Julien Vaissieres of Batch.Works @ Container 56
Batch.Works produces everyday products, including pens, desk tidies and lamps, in a matter of minutes using 3D printers.
The idea is to offer locally sourced versions of products that are usually manufactured thousands of miles away, while still being affordable as well as easily customisable. The rule is simple: they don’t hold stock and always manufacture products to order.
In 2016, the company - run and set up by Julien Vaissieres - was awarded the Retail Star award by global e-commerce store Etsy. Julien decided to establish the studio at Containerville two years after launching the business from a tiny workshop at the back of his house.
Walking into the ground-floor container, you can hear the gentle hum of the 3D printers at work, and an assortment of brightly coloured pens and hexagonal lamps line the shelves.
“I trained as an architect and spent years sitting behind an office desk, but I just wanted to make stuff,” explains Julien.
“So I decided to buy my own 3D printer and started making small products from home. They were just for family and friends at first, but then I began selling them at markets and online through sites like Etsy.”
The fledgling business soon outgrew his home workshop, so he decided to move the 3D printer to Machines Room, a community of east London designers and artists based in a warehouse on Vyner Street. However, after the rent doubled, Machines Room moved across the road to Containerville - and Julien followed suit.
“We moved within three weeks and luckily it was very simple, with all amenities already in place at Containerville,” Julien says.
“It’s great that we now have our own self-contained space for when you need to focus, while still being able to interact and share tools with the other makers at Machines Room next door.”
Once Julien had relocated, he launched Batch.Works as a company and began working there full-time, dropping his role as a part-time architect.
He says the unit is a “perfect match” for the 3D printing business.
“We are a micro-factory and we believe in distributed manufacturing so shipping containers are the dream space for us.
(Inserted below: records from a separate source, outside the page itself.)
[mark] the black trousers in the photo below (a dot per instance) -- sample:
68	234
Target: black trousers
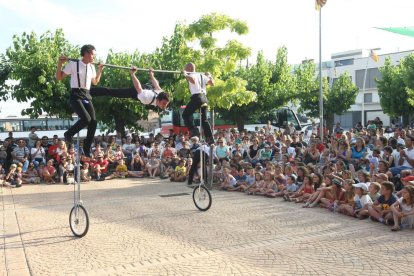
125	93
195	103
86	113
194	166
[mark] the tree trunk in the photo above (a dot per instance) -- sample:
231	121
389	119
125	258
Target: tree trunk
329	119
120	125
406	119
240	123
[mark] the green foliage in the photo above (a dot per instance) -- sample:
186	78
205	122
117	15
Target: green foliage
221	62
308	88
5	70
406	72
116	114
392	88
273	84
336	99
32	63
341	95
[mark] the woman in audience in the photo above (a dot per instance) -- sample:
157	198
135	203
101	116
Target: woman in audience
403	209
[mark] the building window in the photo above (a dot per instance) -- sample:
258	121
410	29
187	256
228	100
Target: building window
372	74
344	62
368	98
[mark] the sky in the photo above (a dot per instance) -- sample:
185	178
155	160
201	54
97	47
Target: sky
127	25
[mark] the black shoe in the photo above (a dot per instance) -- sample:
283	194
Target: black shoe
68	138
210	141
195	132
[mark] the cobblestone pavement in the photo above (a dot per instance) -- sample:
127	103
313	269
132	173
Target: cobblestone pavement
134	231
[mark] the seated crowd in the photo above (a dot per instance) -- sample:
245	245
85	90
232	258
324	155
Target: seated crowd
360	173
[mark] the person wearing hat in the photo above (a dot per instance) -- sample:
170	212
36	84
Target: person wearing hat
100	167
403	209
14	176
82	74
361	199
198	88
406	160
380	209
330	196
265	154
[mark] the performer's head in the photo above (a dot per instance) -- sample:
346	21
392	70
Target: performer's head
162	100
88	53
190	67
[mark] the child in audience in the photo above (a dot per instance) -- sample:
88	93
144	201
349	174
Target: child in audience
229	182
2	174
31	175
269	185
85	174
304	192
49	172
179	174
319	192
380	210
153	166
14	176
120	172
70	171
361	200
402	209
329	197
373	194
347	206
258	184
290	188
62	169
250	180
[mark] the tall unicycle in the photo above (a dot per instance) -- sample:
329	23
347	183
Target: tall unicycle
201	195
78	217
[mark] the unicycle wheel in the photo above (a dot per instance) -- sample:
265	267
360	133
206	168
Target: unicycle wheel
79	221
202	198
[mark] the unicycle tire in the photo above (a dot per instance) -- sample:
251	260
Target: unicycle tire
202	198
79	221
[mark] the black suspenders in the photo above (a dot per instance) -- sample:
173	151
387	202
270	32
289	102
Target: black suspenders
77	72
155	96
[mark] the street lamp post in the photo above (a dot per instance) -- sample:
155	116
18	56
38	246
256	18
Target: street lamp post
364	86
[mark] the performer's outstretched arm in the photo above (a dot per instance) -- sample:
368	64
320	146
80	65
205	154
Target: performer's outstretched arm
154	81
135	80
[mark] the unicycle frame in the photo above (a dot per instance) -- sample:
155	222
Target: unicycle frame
76	189
77	202
201	188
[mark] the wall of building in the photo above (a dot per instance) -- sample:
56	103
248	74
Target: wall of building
358	63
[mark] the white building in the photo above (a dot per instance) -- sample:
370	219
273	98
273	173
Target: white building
357	63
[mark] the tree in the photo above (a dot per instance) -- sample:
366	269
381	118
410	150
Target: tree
393	92
341	96
229	90
31	61
273	84
118	114
337	99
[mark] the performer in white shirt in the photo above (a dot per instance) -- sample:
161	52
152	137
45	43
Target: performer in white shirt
82	74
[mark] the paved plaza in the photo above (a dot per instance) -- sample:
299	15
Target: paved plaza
135	231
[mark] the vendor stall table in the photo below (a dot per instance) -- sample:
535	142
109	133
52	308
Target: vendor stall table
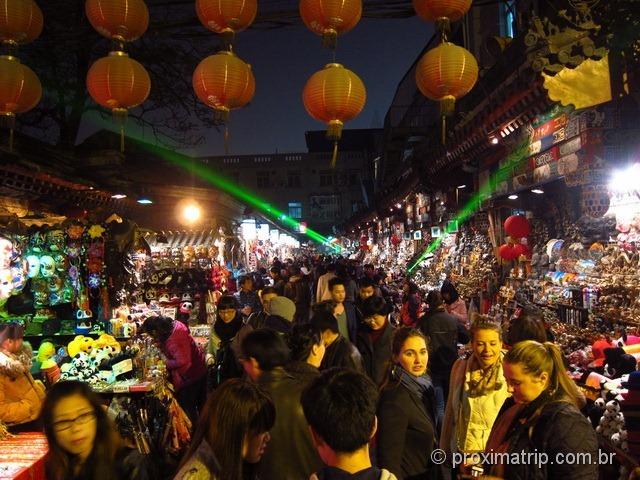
23	456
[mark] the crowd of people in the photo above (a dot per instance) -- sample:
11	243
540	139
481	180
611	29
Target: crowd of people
331	370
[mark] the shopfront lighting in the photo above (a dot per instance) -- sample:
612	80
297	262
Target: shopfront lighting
625	180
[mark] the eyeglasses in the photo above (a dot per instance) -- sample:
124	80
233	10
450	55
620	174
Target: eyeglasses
82	419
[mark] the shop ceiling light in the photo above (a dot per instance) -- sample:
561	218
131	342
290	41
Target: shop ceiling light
625	180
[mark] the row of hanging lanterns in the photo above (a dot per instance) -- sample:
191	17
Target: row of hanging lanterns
117	82
21	22
224	81
335	94
447	72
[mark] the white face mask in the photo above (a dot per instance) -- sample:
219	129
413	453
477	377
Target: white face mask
33	266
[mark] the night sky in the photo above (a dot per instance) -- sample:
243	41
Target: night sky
379	51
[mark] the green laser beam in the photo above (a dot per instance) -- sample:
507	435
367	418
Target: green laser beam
520	153
205	173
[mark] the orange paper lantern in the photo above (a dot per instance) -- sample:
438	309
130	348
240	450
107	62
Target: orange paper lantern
20	21
226	17
20	88
224	82
434	10
330	18
446	73
334	95
124	20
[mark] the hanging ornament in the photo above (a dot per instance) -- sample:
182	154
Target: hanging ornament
330	18
444	74
517	226
120	20
226	17
118	83
334	95
224	82
20	91
20	21
442	12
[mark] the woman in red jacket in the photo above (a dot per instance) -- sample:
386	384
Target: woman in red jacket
185	361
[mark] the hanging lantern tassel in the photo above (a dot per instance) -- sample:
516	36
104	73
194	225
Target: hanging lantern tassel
447	108
8	120
120	118
334	132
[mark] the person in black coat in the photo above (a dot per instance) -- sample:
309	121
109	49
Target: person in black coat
374	339
442	330
406	413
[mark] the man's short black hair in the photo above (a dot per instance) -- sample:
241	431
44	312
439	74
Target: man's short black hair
366	282
267	347
324	320
340	406
336	281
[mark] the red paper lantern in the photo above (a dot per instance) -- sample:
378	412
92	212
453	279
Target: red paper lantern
330	18
224	82
20	21
226	16
118	82
20	88
124	20
507	252
433	10
334	95
517	226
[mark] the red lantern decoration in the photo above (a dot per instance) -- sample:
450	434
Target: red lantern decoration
434	10
226	17
20	21
124	20
517	226
444	74
334	95
330	18
20	91
507	252
118	83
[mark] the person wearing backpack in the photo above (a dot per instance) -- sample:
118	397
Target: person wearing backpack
221	351
340	407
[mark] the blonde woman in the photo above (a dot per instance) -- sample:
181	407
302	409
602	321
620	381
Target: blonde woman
477	390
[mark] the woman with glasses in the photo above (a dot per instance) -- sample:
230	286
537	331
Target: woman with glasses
21	396
83	442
Eventually, we hope to replicate the container in other cities, so we can manufacture our products locally in other places too. And if we wanted to expand the site here, we could always get a second container. It’s very scaleable - you don’t have to suddenly go from 26 square metres to 100.
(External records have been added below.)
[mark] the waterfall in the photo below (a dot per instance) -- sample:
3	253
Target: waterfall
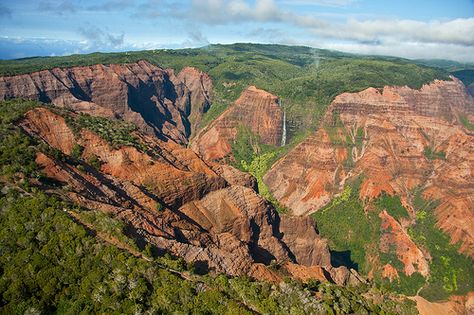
283	136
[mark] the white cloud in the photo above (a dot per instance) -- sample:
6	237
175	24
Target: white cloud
326	3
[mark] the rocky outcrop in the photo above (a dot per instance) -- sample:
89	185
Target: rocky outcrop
256	110
470	88
399	139
155	99
209	215
406	250
197	85
456	305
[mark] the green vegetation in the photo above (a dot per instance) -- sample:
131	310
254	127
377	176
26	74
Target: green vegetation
450	272
116	132
465	75
256	159
306	78
393	206
349	228
466	123
430	154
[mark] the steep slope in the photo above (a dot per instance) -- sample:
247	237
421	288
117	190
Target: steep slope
155	99
401	142
173	200
256	110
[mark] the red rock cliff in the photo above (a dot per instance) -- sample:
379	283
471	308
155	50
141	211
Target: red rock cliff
155	99
210	216
384	134
255	109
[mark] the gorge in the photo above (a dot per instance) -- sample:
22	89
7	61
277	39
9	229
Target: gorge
371	189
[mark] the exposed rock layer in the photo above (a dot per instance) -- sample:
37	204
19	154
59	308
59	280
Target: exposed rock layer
178	203
257	110
155	99
387	135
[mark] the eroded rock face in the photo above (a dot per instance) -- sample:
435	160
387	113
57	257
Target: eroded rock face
386	135
256	110
155	99
406	250
210	215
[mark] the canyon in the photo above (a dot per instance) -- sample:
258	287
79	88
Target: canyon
174	184
157	100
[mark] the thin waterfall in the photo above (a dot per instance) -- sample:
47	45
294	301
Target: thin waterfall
283	136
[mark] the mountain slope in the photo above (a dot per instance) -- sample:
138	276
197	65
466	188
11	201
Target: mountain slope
405	145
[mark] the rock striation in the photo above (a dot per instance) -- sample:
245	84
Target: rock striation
155	99
400	139
255	109
208	214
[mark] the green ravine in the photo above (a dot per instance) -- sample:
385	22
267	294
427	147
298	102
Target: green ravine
51	263
450	272
305	78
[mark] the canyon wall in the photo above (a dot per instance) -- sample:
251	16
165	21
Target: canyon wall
399	140
256	110
155	99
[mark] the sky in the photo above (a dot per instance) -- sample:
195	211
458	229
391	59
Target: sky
428	29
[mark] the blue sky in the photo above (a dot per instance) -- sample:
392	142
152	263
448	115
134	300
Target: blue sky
412	29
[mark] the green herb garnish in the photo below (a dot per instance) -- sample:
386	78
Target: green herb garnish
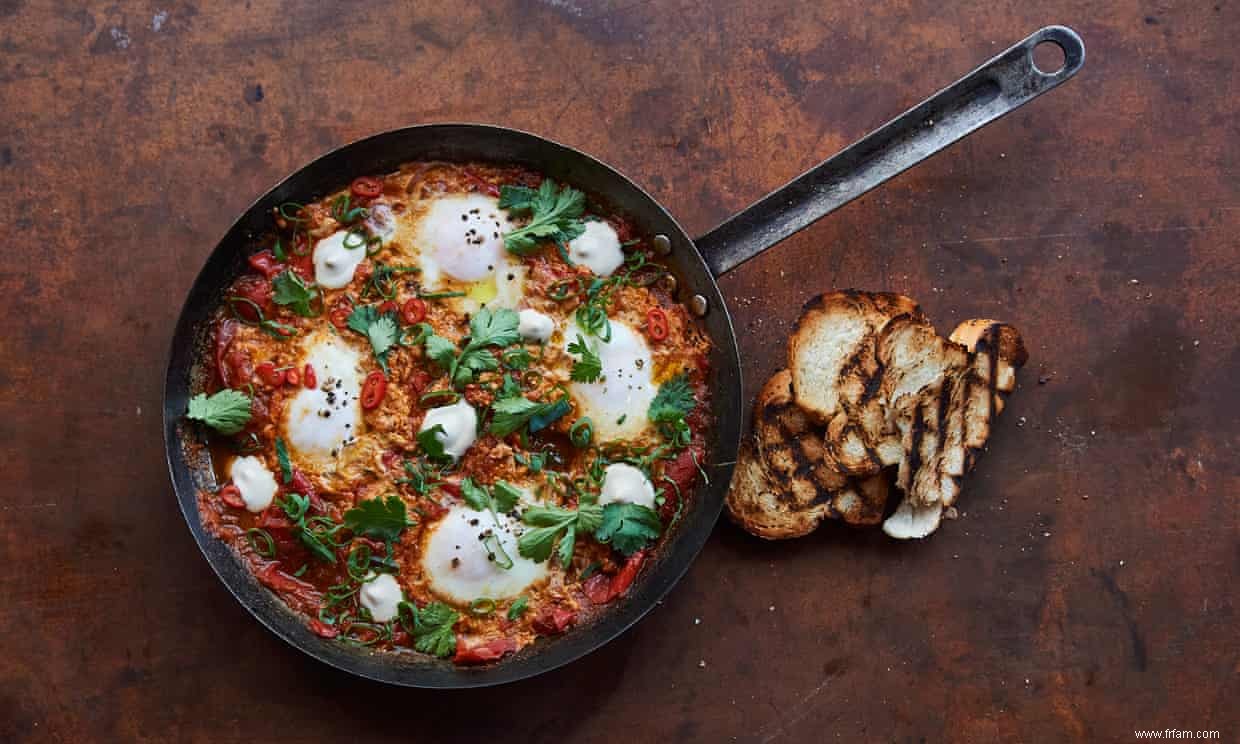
380	518
226	411
382	330
589	367
552	525
430	626
289	289
517	608
629	527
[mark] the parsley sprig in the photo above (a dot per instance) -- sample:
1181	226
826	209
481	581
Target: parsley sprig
381	329
629	527
487	329
226	411
671	404
554	215
381	518
289	289
430	626
589	367
552	525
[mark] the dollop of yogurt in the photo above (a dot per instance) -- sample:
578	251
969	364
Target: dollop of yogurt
459	423
334	263
598	248
625	484
254	481
381	595
535	325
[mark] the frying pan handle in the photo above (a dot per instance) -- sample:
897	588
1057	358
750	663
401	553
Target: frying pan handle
997	87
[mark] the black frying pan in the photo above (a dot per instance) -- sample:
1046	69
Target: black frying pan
985	94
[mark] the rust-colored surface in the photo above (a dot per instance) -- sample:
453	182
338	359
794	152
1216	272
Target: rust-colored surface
1089	588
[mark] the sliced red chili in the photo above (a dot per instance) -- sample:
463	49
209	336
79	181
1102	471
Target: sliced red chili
231	495
264	263
656	324
269	375
366	187
414	310
373	389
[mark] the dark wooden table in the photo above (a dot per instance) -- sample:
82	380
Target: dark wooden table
1089	588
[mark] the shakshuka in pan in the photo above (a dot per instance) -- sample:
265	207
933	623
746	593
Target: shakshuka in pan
451	409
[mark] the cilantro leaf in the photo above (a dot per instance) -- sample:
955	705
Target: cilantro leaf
381	330
551	523
629	527
589	367
505	496
512	413
494	329
475	496
430	626
589	516
289	289
432	444
226	412
554	215
378	518
517	608
673	401
282	455
440	350
548	414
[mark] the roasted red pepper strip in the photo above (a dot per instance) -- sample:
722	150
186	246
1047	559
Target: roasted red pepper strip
484	652
373	389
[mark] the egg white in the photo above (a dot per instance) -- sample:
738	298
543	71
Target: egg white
619	401
459	241
319	423
474	575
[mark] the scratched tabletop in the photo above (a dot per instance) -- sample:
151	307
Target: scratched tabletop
1089	588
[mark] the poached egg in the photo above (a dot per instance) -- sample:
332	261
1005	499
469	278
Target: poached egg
320	422
619	401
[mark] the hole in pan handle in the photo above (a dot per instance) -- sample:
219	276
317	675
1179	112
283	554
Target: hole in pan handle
1000	86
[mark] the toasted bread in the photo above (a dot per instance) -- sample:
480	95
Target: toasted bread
831	354
761	505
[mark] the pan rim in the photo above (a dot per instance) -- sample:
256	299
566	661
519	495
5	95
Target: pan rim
538	657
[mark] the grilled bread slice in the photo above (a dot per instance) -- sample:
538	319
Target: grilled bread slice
783	486
831	354
761	505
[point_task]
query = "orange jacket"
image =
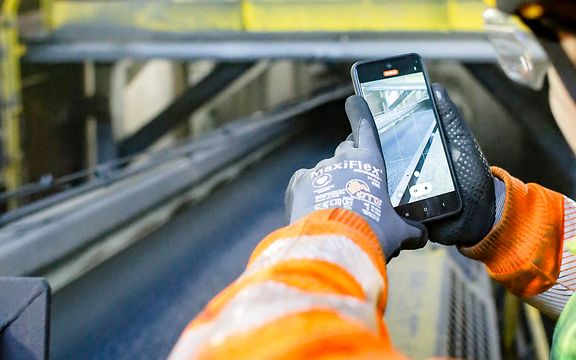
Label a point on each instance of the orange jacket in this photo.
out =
(317, 288)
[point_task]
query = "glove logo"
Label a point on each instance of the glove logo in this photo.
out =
(322, 181)
(353, 187)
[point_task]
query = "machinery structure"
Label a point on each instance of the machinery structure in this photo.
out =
(146, 146)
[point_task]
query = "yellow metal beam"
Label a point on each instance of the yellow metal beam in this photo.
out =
(10, 87)
(270, 16)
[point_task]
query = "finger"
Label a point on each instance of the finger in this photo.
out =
(450, 115)
(289, 196)
(364, 130)
(344, 147)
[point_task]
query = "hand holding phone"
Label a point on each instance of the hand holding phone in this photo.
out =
(355, 179)
(421, 181)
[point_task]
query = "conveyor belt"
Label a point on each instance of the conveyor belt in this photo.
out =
(136, 304)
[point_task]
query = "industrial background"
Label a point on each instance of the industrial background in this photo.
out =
(146, 146)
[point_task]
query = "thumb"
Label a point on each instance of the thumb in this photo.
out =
(364, 131)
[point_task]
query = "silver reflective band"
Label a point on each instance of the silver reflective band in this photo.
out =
(337, 250)
(260, 304)
(517, 50)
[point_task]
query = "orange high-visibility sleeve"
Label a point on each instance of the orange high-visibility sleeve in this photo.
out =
(314, 289)
(524, 250)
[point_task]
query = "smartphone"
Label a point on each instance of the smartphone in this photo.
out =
(421, 181)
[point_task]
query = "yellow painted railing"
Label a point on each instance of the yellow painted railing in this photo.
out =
(10, 87)
(271, 15)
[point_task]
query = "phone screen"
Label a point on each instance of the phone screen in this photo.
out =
(416, 160)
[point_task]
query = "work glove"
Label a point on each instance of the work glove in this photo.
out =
(355, 179)
(475, 181)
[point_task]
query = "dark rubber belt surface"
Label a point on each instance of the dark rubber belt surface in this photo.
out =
(135, 305)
That’s the thing with Containerville - it’s like Lego.”
Julien also highlights the community spirit at the site - interacting with other creative businesses.
“Having all these different businesses around is really inspiring and there are lots of communal spaces around to share with people,” he says. “It’s often very useful too. Who needs Amazon Prime when you can source what you need right here?”
The canal-side location is another highlight.
“Before we set up here, I would always pass by the containers on my way to Broadway Market and think ‘What awesome offices’. It’s a bonus too that they’re next to these amazing gas holders - you couldn’t be any closer.”
Julien enjoys cycling to work each morning by the canal through Victoria Park.